Mit den Füßen die Kraft der Erde spüren

Wortweberin

von Wortweberin

Story

„Sie wollen den Wicklow Way ganz alleine laufen? Was, wenn Sie überfallen werden?“ Die Dame im Dubliner Tourismusbüro schaut mich groß an. Ich schaue groß zurück. Welcher bemitleidenswerte Wegelagerer setzt sich denn mitten in die Wicklow Mountains und wartet auf die eine, ahnungslose Studentin, die hier den ganzen Tag über vorbeikommt? Ich verlasse das Büro irritiert.

Die Irritation hält nicht lange. Vorfreude, Aufregung – und ja, auch ein bisschen Angst – brauchen Platz. Kann ich das? Was nehme ich mit? Zuallererst mal mich selber. Ich will meinen Weg finden – meinem nicht vorhandenen Orientierungssinn zum Trotz. Ich will mit mir selber loslaufen, sehen, ob mir langweilig wird, und ob ich mit mir auskomme.

An Tag 1 blättere ich meinen Kalender um und lese: „Mit den Füßen die Kraft der Erde spüren“. Guter Plan! Kraft kann ich brauchen. Schon an diesem Tag lerne ich, was die Höhenlinien auf einer Karte bedeuten. Ich lerne, dass man Autobahnen nur schwer überqueren kann. Und ich lerne, dass es sogenannte ‘private roads’ gibt und eben nicht jede eingezeichnete Straße begehbar ist. Letztere Lektion endet mit einem Umweg auf müden Füßen über einen weiteren Berg – und mit einer besonderen Begegnung. Während ich – vor Wut heulend – die Straße hochstapfe überholt mich ein Bus. Er hält, die Tür geht auf. Ich gucke fragend rein, ein Mann guckt grinsend raus.

“Where ‚ ye goin, love?”

Ich, heulend: “Knockree Hostel.”

“Ah, jump in, I’ll take ya.”

Und das macht er. An seinem Feierabend, in seinem leeren Bus über winzige Schotterwege.

Es ist die erste – aber nicht die letzte besondere Begegnung. Da ist die Wandergruppe, die mich und meinen tonnenschweren Rucksack mühelos auf dem Aufstieg überholt und auf dem Gipfel zu einem Picknick einlädt. Da ist die neugierige Schafherde, die angerannt kommt und mir – quer über die Weide – nicht von der Seite weicht. Und da sind so viele mehr: die bemutternde B&B Besitzerin (“More toast, pet?”), das jüdische Paar, das für den Sabbat eine Unterkunft ohne key card sucht (keine Elektrik erlaubt) und die quirlige Inge, mit der ich in einer Pause in Wicklow zwei Tage voller Leichtigkeit erlebe.

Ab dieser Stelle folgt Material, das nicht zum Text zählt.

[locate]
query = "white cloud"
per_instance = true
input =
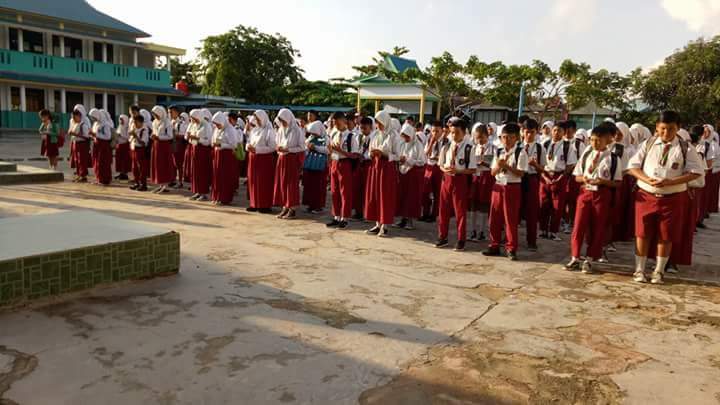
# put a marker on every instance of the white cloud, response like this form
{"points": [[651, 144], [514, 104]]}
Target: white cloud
{"points": [[698, 15]]}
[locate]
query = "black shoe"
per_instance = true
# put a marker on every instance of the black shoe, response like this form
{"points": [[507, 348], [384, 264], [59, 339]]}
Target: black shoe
{"points": [[492, 252]]}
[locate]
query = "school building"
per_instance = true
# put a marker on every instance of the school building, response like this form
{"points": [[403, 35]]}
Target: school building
{"points": [[55, 54]]}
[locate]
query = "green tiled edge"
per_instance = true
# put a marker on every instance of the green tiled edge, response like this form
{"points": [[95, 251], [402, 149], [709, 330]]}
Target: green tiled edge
{"points": [[39, 276]]}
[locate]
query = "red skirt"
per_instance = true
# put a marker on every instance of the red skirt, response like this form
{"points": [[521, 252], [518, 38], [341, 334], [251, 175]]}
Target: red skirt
{"points": [[261, 173], [314, 189], [287, 181], [162, 168], [103, 161], [409, 203], [122, 158], [381, 192], [224, 175], [48, 148], [187, 163], [201, 169], [481, 190], [179, 158]]}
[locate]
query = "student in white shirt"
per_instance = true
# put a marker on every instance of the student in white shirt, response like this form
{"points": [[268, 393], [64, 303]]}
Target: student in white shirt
{"points": [[663, 169]]}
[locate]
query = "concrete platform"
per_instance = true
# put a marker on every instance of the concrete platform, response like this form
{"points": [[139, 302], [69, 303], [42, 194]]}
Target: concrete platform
{"points": [[51, 254], [23, 174]]}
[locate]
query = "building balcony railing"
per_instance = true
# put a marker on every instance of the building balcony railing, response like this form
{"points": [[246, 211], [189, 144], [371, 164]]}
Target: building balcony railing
{"points": [[81, 69]]}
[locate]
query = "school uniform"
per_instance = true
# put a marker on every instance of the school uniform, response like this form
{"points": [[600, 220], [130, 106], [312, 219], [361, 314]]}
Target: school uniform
{"points": [[138, 140], [103, 153], [455, 188], [559, 156], [123, 161], [80, 142], [179, 126], [341, 172], [409, 204], [506, 196], [432, 179], [658, 210], [482, 179], [530, 208], [593, 203], [381, 191], [261, 162], [316, 168], [224, 174], [162, 167], [201, 155]]}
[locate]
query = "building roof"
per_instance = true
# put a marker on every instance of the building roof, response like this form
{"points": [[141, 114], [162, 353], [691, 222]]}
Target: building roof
{"points": [[77, 11], [399, 65]]}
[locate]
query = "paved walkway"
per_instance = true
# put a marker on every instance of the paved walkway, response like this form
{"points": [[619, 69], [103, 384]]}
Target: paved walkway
{"points": [[266, 311]]}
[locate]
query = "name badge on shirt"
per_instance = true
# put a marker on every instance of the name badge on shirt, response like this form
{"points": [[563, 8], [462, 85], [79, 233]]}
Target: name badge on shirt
{"points": [[660, 173]]}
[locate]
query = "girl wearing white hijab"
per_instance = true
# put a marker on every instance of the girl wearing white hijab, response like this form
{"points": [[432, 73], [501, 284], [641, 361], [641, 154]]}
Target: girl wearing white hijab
{"points": [[79, 131], [261, 170], [225, 166], [381, 196], [162, 167], [315, 168], [101, 133], [123, 162], [199, 135], [412, 169], [291, 150]]}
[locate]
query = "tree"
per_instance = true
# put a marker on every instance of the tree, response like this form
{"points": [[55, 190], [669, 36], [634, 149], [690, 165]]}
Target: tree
{"points": [[249, 64], [688, 82], [189, 71]]}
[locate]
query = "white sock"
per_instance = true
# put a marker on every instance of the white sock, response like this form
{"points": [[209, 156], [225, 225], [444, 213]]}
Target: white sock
{"points": [[640, 262]]}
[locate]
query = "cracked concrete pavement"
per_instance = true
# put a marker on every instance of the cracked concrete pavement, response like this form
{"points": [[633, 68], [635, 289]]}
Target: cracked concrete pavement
{"points": [[266, 311]]}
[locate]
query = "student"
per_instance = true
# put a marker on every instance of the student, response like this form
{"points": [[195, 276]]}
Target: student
{"points": [[138, 138], [458, 163], [123, 160], [482, 182], [179, 146], [343, 148], [200, 138], [49, 134], [509, 166], [101, 133], [381, 195], [598, 171], [79, 131], [560, 157], [162, 168], [530, 189], [433, 175], [224, 173], [261, 170], [577, 138], [315, 168], [412, 163], [290, 147], [663, 168]]}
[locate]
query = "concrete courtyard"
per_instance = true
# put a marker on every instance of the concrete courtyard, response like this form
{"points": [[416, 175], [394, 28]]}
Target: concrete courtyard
{"points": [[266, 311]]}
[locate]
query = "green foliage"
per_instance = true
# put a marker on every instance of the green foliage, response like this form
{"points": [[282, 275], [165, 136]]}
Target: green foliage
{"points": [[688, 82], [247, 63]]}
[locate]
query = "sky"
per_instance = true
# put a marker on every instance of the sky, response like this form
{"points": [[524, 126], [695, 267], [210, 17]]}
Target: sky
{"points": [[333, 36]]}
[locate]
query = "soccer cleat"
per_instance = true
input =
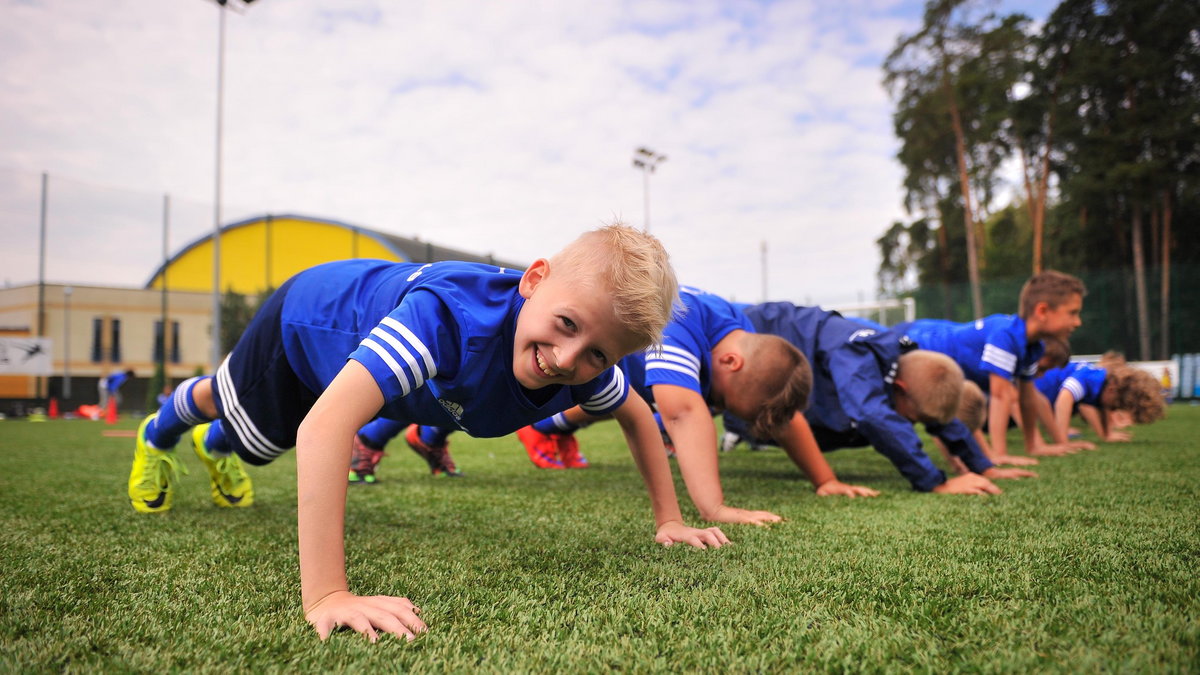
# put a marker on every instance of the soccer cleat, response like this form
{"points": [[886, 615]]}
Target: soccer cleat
{"points": [[569, 451], [730, 441], [437, 457], [231, 483], [543, 449], [154, 475], [363, 461]]}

Aber ja, zwischen all diesen Begegnungen bekomme ich Zeit mit mir. Ich lerne mich kennen, wenn ich durchnässt, müde und hungrig bin und mich verlaufen habe. Ich stelle erstaunt fest, dass ich meinen Weg dann doch immer finde und meine Füße mich noch eine ganze Weile tragen, wenn ich denke, es geht nicht mehr. Ich stelle fest, dass mir so gar nicht langweilig wird. Ich spüre den Wind in den Haaren, die Sonne auf der Haut, die Erde unter den Füßen. Ich bin alleine im Nichts und erfahre die absolute Weite, lasse mich – sprach- und atemlos – von der wilden Schönheit dieses Landes berühren. Und ich stelle fest, dass ich ganz gut mit mir auskomme.

Es ist eine Zeit die mich für mein Leben bereichert. Was allerdings nicht passiert ist, dass mich irgendjemand überfallen hätte – und, ganz ehrlich, selbst wenn: viel Spaß mit meinen stinkenden Socken.